The standardization is our way of paying homage to the ones who came before us in life and preserving some of their memory in our very muscle and bone.
But standardization still needs to be put in its proper context, and the arts that our forbearers gave us must adapt to our times, places, circumstances and bodies.
What does this mean?
It means that your style is wrong because it is not an exact copy of what your sensei originally learned, or his sensei before him, or her sensei before her. Nor should it be.
Living things adapt… or they die.
Martial arts are often spoken of in terms of lineage, and this idea of sharing ideas, concepts, kata, and even cultural principles, is the same as the passing of DNA from one generation to the next.
Embracing the two opposite ideas of standardization and customization means to understand the principles of the philosophy and movement that your art is trying to convey (the general standards) and figure out how it best fits your body (customization). If you are fortunate enough to teach your art, try to pass along the general meanings of the art to teach your student why something is done in a particular way so that they may understand how it may be applied by them.

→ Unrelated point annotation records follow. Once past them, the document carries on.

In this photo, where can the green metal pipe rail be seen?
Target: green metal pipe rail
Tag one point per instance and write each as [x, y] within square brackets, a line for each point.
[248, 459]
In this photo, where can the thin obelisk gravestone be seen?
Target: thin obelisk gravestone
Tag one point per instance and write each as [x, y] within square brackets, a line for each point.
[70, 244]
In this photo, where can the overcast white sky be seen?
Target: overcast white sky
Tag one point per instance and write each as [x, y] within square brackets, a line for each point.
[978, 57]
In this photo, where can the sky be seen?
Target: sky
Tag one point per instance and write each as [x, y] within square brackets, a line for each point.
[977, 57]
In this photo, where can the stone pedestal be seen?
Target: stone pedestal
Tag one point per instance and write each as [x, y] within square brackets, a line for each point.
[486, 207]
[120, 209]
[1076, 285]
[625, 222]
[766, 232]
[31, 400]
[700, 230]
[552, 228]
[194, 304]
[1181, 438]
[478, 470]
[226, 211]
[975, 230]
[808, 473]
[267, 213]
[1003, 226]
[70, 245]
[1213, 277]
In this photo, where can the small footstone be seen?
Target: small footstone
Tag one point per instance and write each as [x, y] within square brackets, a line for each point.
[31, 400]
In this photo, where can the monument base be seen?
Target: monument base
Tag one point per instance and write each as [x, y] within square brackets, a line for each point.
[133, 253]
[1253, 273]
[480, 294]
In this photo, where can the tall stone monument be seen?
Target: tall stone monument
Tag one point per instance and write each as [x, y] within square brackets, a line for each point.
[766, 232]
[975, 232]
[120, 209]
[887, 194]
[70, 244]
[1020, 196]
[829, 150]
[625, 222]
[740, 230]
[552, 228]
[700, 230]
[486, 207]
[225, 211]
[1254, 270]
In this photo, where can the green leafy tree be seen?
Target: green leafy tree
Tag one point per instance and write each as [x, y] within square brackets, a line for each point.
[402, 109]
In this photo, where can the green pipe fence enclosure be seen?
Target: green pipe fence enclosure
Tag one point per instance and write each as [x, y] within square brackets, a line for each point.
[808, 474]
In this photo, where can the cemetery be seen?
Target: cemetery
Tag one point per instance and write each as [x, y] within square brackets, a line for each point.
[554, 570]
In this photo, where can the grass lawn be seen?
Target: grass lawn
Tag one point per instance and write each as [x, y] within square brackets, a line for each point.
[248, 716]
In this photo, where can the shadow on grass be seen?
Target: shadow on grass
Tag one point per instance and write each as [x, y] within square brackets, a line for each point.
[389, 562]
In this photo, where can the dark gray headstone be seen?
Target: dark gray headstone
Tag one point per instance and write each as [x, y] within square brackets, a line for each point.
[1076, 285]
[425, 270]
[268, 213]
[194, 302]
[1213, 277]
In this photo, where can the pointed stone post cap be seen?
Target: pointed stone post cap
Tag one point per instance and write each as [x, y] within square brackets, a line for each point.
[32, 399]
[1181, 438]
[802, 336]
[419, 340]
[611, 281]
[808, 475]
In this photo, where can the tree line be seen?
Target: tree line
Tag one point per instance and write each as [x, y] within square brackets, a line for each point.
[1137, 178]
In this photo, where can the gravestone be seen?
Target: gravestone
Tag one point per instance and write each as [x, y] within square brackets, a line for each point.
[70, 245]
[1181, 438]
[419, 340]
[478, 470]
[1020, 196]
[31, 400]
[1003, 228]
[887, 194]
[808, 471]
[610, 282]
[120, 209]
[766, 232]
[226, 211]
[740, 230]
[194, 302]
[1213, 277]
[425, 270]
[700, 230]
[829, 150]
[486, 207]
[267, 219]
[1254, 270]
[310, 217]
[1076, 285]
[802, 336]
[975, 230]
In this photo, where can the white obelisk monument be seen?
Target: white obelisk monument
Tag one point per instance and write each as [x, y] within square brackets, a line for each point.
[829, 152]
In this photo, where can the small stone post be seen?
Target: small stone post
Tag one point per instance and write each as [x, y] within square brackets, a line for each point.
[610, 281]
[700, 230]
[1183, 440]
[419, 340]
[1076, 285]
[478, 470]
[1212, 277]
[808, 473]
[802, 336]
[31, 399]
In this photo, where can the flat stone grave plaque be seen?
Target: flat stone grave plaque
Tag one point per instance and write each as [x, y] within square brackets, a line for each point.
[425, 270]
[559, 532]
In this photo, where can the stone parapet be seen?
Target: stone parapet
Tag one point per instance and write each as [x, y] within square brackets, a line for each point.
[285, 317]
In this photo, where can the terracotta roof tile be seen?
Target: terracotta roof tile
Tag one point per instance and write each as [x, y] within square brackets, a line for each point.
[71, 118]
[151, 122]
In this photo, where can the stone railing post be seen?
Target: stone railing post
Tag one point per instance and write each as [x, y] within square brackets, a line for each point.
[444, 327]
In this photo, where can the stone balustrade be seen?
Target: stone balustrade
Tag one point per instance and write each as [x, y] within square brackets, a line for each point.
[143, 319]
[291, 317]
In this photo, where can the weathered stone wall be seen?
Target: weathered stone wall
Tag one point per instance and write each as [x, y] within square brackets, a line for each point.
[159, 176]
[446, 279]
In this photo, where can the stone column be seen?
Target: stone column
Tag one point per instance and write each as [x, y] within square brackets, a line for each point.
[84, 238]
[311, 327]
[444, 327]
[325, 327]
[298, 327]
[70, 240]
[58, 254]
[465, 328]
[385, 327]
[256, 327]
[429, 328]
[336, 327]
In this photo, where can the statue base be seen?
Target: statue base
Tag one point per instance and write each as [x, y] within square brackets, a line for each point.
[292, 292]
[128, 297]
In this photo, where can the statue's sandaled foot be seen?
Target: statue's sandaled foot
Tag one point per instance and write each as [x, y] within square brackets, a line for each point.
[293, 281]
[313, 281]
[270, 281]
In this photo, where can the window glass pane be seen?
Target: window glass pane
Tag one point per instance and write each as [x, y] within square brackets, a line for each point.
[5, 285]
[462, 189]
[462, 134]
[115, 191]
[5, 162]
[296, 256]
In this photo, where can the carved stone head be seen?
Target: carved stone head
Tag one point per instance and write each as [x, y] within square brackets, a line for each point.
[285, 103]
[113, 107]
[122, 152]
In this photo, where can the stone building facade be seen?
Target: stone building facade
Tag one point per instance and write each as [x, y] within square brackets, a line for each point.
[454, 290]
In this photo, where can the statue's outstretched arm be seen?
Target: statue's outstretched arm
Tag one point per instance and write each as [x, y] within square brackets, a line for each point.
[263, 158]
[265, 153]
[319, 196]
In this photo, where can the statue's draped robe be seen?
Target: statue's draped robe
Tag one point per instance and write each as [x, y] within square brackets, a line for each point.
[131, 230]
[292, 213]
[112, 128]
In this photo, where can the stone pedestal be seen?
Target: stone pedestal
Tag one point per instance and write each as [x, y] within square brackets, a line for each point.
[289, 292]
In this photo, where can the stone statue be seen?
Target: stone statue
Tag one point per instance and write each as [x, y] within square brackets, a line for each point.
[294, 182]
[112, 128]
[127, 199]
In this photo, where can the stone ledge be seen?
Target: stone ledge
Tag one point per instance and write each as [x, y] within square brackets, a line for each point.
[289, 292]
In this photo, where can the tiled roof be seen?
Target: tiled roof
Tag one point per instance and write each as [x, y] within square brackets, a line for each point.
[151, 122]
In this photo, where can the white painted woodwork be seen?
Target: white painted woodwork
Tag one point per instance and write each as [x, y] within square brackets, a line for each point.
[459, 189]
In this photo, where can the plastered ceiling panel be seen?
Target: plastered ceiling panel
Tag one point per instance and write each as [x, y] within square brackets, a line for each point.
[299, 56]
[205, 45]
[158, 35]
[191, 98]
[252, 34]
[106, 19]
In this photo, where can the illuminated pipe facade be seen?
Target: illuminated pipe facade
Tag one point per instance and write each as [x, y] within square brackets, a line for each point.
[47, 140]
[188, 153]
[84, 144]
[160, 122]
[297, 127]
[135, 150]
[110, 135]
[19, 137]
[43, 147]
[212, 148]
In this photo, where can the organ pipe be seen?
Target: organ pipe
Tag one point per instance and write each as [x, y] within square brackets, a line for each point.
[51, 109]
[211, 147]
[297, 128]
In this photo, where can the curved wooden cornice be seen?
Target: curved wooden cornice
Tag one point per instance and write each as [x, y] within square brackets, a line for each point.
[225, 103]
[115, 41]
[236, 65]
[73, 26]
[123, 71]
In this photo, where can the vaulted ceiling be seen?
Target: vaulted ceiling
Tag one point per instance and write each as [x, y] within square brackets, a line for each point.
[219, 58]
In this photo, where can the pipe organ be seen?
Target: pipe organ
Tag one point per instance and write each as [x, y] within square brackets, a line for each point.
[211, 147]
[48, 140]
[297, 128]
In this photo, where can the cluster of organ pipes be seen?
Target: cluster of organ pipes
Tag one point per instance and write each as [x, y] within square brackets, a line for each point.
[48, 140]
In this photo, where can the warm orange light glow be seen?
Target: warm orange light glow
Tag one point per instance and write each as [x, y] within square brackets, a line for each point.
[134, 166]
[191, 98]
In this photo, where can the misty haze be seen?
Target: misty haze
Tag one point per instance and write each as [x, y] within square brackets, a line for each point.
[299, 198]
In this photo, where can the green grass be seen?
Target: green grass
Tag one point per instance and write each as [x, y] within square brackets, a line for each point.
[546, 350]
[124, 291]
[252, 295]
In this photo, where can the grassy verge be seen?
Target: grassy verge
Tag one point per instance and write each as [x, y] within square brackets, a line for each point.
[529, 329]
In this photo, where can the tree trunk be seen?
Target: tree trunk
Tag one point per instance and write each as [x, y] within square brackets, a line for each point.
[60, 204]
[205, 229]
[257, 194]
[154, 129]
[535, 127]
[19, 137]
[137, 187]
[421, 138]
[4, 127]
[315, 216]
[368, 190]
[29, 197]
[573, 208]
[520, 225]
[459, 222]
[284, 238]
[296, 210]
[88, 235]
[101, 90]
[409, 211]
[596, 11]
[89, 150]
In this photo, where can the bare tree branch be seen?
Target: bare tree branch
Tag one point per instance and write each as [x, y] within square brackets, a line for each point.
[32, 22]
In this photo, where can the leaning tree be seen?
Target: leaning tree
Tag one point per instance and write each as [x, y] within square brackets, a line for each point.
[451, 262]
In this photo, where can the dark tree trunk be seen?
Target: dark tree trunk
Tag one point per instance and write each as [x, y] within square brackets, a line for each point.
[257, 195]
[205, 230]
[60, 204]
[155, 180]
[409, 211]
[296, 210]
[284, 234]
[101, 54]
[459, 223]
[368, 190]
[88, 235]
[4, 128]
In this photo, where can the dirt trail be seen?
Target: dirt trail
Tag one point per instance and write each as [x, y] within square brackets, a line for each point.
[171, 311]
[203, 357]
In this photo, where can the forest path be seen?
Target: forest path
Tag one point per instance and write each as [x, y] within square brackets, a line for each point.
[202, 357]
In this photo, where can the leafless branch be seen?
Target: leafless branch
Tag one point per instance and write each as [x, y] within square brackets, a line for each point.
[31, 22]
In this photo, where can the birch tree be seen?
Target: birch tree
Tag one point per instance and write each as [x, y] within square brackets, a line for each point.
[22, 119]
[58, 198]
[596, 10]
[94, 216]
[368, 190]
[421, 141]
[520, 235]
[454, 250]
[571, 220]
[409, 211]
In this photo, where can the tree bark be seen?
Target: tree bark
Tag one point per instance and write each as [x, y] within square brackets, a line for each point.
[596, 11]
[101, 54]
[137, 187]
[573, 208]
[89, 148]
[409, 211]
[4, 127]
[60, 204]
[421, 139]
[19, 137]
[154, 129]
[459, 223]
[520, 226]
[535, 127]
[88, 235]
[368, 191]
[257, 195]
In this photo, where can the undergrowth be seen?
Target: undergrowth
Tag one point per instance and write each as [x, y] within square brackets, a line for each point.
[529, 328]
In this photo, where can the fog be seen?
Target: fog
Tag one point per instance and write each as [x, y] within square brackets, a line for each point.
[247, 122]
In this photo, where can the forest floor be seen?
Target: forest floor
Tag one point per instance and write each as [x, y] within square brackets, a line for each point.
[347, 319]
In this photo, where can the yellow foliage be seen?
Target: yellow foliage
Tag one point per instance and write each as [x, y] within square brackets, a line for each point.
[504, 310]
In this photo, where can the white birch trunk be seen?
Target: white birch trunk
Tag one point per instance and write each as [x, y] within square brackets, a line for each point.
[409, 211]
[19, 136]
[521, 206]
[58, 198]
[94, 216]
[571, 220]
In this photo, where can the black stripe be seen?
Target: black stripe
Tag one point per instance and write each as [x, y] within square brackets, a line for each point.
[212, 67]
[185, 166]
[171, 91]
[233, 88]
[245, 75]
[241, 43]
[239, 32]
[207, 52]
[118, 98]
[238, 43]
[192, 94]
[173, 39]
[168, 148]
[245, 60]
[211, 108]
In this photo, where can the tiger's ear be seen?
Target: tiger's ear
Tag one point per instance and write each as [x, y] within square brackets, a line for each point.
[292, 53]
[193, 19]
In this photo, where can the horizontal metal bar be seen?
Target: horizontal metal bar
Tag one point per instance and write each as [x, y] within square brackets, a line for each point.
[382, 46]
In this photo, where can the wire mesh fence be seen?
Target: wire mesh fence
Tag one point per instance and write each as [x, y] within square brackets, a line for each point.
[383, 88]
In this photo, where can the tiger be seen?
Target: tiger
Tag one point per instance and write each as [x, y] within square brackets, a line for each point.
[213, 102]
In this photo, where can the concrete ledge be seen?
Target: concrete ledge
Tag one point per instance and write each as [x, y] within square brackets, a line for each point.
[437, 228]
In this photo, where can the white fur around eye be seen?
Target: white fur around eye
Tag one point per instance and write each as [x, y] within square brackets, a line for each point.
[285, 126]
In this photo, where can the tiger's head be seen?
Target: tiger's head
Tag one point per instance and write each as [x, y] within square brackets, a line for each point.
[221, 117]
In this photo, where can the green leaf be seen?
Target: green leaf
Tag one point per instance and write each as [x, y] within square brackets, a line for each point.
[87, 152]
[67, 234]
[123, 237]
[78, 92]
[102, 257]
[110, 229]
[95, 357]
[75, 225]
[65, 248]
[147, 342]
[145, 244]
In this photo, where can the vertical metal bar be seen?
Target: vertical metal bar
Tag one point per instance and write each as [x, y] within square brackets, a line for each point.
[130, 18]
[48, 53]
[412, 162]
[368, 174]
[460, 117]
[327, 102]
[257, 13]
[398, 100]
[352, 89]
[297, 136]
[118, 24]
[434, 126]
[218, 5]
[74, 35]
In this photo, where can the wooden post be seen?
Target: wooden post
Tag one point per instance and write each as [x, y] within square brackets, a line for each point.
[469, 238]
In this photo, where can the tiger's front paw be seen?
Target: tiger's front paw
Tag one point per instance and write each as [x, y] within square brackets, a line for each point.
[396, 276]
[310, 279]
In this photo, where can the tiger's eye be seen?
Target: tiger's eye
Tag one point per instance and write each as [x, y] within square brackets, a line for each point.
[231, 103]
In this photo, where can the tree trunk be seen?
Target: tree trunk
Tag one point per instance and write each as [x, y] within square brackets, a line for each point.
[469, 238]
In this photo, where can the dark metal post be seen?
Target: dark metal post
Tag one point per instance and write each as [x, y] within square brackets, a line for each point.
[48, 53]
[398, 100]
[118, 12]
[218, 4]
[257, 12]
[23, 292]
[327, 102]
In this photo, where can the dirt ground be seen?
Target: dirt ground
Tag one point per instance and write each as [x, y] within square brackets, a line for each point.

The goal of the Shindokai Kobujutsu Research Society is to join the efforts to restore information that was lost about the traditional Okinawan martial arts and elevate their status legitimate self defense systems that are applicable to our times. In some cases, we can piece together bits of information that is scattered around the world like a bunch of forensic historians. In other cases, we just have to experiment with concepts, just like the forbearers of karate did, and figure out what works (and then ditch the rest).